Disturbed neuronal connectivity is a hallmark of many neural disorders. For example, abnormal wiring of the brain during development is believed to contribute to pathophysiology of disorders such as schizophrenia and autism, while neurodegenerative disorders including Parkinson's disease and ALS are characterized by a marked loss of neuronal connections. To better understand and treat these situations of perturbed neuronal connectivity further insight is needed into the mechanisms that normally control nervous system wiring. The aim of our research is twofold: 1) to determine how neuronal circuits are formed during development at the molecular, cellular and systems level, and 2) how and why neurons and their connections are changed or lost in neurological (epilepsy) and neurodegenerative (ALS) disorders.
Molecular mechanisms of axon guidance
One of the most challenging problems in biology is to understand how the billions of neurons in the mammalian nervous system “wire up” to form functional neural circuits that underlie all behavior. This has been one of the most intensely studied areas of developmental neurobiology in the past decade, and a number of important proteins have been identified that instruct axons to project to their specific target regions (so called axon guidance proteins).
To further unveil the cellular functions of axon guidance proteins we have chosen axonal connections between dopamine neurons in the midbrain and medium spiny neurons in the striatum as our main model system. Thus far, we identified axon guidance cues that are required for the bundling, rostral growth, intermediate target navigation and intracortical targeting of dopaminergic axons. We are currently generating new mouse models to genetically label, purify, activate or ablate functionally similar subsets of neurons in the dopamine system and midbrain. This will help us to study novel aspects of striatonigral and nigrostriatal pathway development such as axonal pruning, topographic bundle organization and axonal sorting. As a second model we study axonal connectivity in the hippocampus, both during development and in adulthood. The hippocampus is one of the few regions of the adult brain were neurogenesis takes place and we are interested in the molecular cues that help to integrate new neurons in an existing network.

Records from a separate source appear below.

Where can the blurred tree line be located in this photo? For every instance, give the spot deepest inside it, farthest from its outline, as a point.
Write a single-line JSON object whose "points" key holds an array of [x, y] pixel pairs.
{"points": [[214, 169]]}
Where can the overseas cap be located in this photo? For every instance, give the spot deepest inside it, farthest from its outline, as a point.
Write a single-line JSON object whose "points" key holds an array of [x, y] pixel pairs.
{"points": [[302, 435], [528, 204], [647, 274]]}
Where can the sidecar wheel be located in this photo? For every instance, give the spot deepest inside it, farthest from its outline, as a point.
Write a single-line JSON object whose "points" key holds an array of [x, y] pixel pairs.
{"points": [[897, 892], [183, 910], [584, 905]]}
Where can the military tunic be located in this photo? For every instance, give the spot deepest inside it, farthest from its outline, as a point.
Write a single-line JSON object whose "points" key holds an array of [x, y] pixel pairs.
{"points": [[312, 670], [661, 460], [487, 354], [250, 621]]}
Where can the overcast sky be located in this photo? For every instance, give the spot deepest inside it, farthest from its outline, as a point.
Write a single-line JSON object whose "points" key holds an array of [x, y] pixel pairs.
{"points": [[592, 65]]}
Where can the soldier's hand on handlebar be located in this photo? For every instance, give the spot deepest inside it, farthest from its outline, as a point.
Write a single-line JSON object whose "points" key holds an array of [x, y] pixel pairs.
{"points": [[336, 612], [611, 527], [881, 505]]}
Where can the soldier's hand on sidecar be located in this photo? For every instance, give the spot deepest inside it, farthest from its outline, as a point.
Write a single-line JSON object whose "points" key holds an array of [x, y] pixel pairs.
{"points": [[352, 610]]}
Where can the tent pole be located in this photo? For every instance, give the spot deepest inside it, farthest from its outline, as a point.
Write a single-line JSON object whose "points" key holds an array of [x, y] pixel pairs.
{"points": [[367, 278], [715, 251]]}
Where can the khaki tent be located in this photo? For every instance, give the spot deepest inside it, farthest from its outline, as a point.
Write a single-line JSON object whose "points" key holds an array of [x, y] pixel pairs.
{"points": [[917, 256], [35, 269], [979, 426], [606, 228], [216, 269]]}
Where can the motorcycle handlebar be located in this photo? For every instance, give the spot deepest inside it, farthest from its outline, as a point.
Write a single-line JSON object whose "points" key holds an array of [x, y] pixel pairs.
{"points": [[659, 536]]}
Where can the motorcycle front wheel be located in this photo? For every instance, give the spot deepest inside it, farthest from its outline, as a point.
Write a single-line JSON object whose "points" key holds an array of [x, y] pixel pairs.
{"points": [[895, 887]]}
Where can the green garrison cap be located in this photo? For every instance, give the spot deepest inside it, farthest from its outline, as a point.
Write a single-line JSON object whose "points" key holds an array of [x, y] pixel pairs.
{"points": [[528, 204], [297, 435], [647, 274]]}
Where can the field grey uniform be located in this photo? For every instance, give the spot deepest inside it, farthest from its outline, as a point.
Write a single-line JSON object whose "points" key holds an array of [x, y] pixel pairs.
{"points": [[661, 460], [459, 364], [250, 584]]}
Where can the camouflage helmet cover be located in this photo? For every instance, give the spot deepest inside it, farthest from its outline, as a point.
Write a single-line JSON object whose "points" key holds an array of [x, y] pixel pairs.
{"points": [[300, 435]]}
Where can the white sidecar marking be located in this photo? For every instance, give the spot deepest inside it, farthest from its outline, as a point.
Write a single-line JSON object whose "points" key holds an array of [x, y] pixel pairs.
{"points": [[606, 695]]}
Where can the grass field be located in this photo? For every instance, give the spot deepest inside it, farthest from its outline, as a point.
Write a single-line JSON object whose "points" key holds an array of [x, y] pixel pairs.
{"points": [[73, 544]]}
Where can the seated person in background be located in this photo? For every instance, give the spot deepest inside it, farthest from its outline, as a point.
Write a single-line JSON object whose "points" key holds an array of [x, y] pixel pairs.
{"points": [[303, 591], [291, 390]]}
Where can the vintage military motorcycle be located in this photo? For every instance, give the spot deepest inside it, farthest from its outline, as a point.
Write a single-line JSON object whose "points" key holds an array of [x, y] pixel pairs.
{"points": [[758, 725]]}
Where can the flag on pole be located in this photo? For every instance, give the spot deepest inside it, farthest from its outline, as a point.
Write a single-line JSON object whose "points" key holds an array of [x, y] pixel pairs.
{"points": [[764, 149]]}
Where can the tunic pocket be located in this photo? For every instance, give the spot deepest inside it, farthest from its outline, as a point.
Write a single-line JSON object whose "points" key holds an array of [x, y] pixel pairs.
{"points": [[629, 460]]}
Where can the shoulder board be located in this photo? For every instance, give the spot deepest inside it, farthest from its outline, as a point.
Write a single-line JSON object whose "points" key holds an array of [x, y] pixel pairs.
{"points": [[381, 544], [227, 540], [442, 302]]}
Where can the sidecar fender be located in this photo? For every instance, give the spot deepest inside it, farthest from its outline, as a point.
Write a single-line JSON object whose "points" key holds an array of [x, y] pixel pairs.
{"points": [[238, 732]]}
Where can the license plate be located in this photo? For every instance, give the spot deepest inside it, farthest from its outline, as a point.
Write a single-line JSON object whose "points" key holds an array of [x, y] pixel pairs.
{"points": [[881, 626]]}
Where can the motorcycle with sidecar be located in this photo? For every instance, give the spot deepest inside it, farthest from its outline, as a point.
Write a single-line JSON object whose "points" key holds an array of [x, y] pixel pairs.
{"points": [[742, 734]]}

Axon guidance proteins are detected by a highly motile and sensitive structure at the leading tip of every growing axon, the growth cone. Receptor complexes at the growth cone cell surface detect axon guidance proteins and consequently trigger intracellular signal transduction cascades that infringe upon the cytoskeleton and induce growth cone/axon steering. Several projects in the lab focus on revealing novel signaling and regulatory mechanisms in axon guidance using cutting-edge technology such as LNA array technology, high-throughput and live cell microscopy, in utero electroporation, functional proteomics approaches, mouse genetics, FACS, biochemistry, and molecular cell biology. Examples of this research include the identification of proteins that can terminate axon guidance receptor activity or microRNAs that regulate their expression. This work on intracellular signalling mainly focuses on semaphorins, the largest family of axon guidance proteins.

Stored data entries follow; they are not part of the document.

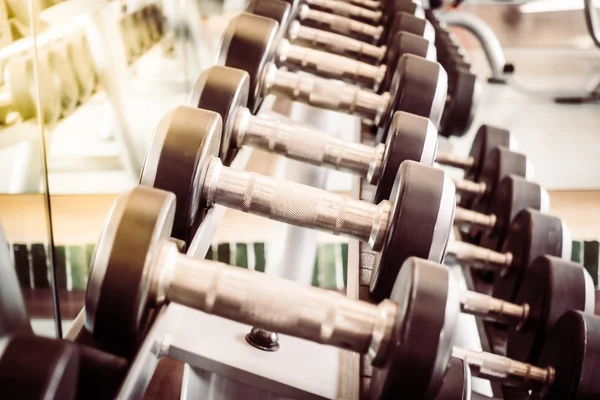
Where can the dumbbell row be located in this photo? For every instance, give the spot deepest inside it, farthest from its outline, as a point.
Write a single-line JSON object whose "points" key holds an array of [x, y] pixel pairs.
{"points": [[389, 334]]}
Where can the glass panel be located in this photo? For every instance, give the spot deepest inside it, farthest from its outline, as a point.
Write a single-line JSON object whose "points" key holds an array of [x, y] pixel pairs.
{"points": [[24, 211]]}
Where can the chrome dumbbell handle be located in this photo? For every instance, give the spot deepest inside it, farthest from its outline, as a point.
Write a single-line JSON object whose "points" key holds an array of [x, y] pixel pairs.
{"points": [[499, 368], [330, 65], [296, 204], [452, 160], [308, 145], [339, 24], [493, 309], [463, 216], [323, 93], [272, 303], [337, 43], [347, 10], [466, 186], [477, 256]]}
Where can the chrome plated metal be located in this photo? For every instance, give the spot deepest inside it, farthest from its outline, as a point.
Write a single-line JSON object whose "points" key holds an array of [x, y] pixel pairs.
{"points": [[296, 204], [340, 24], [307, 144], [323, 93]]}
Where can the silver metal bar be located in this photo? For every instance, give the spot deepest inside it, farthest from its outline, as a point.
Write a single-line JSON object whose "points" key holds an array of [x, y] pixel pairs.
{"points": [[336, 43], [330, 65], [476, 256], [474, 219], [296, 204], [452, 160], [347, 10], [309, 145], [499, 368], [327, 94], [340, 24], [493, 309]]}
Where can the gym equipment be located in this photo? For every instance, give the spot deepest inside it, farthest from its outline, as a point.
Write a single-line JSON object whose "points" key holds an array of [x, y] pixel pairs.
{"points": [[248, 45], [530, 235], [182, 158], [226, 90], [408, 338], [38, 368]]}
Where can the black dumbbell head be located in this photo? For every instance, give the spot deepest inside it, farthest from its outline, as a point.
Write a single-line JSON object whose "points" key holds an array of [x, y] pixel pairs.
{"points": [[419, 87], [419, 351], [278, 10], [457, 381], [531, 234], [38, 368], [551, 286], [419, 224], [223, 90], [184, 141], [249, 43], [573, 350], [410, 137], [460, 110], [512, 195], [405, 43], [119, 283], [486, 139], [499, 163]]}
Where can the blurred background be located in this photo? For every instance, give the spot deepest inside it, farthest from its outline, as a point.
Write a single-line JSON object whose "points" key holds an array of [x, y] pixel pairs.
{"points": [[84, 82]]}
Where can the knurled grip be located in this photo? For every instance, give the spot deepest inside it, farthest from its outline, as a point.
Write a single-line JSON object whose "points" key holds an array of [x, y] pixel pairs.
{"points": [[273, 303], [312, 146], [340, 24], [347, 10], [331, 65], [331, 95], [337, 43], [295, 204]]}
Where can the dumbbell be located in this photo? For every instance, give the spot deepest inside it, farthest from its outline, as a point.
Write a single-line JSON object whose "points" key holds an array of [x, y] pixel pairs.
{"points": [[248, 44], [423, 345], [530, 235], [38, 368], [136, 265], [461, 101], [182, 158], [225, 91]]}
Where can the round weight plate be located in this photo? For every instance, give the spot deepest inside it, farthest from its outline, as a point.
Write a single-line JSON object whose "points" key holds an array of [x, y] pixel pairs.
{"points": [[38, 368], [183, 143], [459, 113], [418, 87], [420, 346], [410, 137], [573, 350], [117, 291], [64, 77], [486, 139], [513, 194], [457, 381], [550, 287], [531, 234], [409, 23], [499, 164], [249, 43], [278, 10], [405, 43], [223, 90], [419, 224], [79, 55]]}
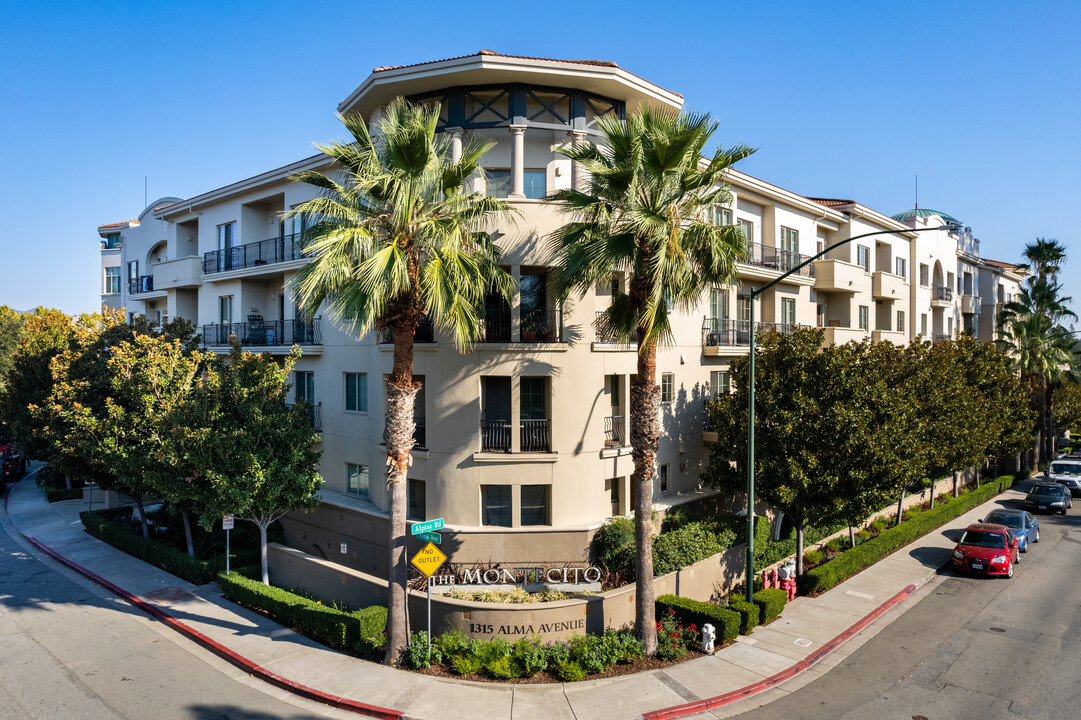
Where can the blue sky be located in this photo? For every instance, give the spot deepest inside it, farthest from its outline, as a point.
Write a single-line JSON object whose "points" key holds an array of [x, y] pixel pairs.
{"points": [[849, 100]]}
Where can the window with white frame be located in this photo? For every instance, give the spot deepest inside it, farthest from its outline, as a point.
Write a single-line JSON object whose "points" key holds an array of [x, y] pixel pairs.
{"points": [[864, 257], [111, 281], [667, 387], [356, 392], [358, 480]]}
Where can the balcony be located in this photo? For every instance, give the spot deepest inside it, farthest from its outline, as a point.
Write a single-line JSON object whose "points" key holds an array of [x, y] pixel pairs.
{"points": [[613, 431], [774, 258], [835, 276], [253, 254], [886, 285], [274, 333], [722, 332], [536, 436], [139, 285], [942, 296]]}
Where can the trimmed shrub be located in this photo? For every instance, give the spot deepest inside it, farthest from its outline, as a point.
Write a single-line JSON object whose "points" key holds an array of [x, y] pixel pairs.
{"points": [[846, 564], [159, 555], [338, 628], [771, 603], [748, 614], [725, 622]]}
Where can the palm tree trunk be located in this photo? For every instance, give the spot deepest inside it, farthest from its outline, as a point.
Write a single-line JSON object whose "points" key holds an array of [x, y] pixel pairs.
{"points": [[644, 407], [401, 396]]}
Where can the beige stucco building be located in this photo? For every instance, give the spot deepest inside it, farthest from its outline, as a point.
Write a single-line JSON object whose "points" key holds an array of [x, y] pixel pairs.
{"points": [[522, 443]]}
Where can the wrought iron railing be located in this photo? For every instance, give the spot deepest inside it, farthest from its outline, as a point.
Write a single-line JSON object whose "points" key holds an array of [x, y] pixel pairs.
{"points": [[775, 258], [264, 334], [942, 293], [536, 436], [613, 431], [254, 254], [722, 332], [495, 436], [144, 283]]}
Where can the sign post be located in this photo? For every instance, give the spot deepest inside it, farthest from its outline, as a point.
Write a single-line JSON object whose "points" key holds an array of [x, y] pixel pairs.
{"points": [[227, 525], [428, 560]]}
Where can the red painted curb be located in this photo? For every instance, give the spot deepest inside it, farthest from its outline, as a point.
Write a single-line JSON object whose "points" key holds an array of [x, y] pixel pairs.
{"points": [[709, 703], [221, 650]]}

Pathogenic mechanisms in ALS
Amyotrophic lateral sclerosis (ALS) is a devastating neurological disease affecting some 50,000 individuals at any time in Europe, and causing around 10,000 deaths each year. ALS is characterized by progressive degeneration of motor neurons in brain and spinal cord leading to muscle weakness. ALS can occur in any individual at anytime in adulthood. Initial manifestions are weakness of limbs, or weakness in the bulbar region leading to abnormalities of speech, swallowing difficulties and facial weakness. The patient becomes paralyzed and dies as the result of respiratory failure. The median survival is 3 years after onset of symptoms. There is no cure for ALS. The only available drug (Riluzole) is marginally effective in extending the lifespan of ALS patients with 3 to 6 months. Novel treatment options are needed for this disabling and fatal disease. The lack of treatment in ALS can be attributed to an absence of validated therapeutic targets reflecting inadequate understanding of disease mechanisms. Elucidating the ALS pathogenic mechanism is therefore essential to pave the road for therapeutic interventions. Several projects in the lab focus on further unravelling the molecular mechanisms which are disturbed in familial and sporadic ALS with a strong focus on ALS-associated proteins implicated in RNA processing such as FUS or TDP-43 or in synaptic function such as Munc13-1. Our main focus is to investigate how gene defects and subsequent protein aggregation contribute to changes in neuronal connectivity during early stages of the disease and how we can reverse these changes. An important tool here is the use of patient-derived IPSC-generated motor neurons. We run a fully equipped IPSC facility to generate, analyse and manipulate (CRISPR/TALEN) IPSC neurons. The molecular basis of ALS pathology is studied in collaboration with the Dept. Neurology, UMC Utrecht.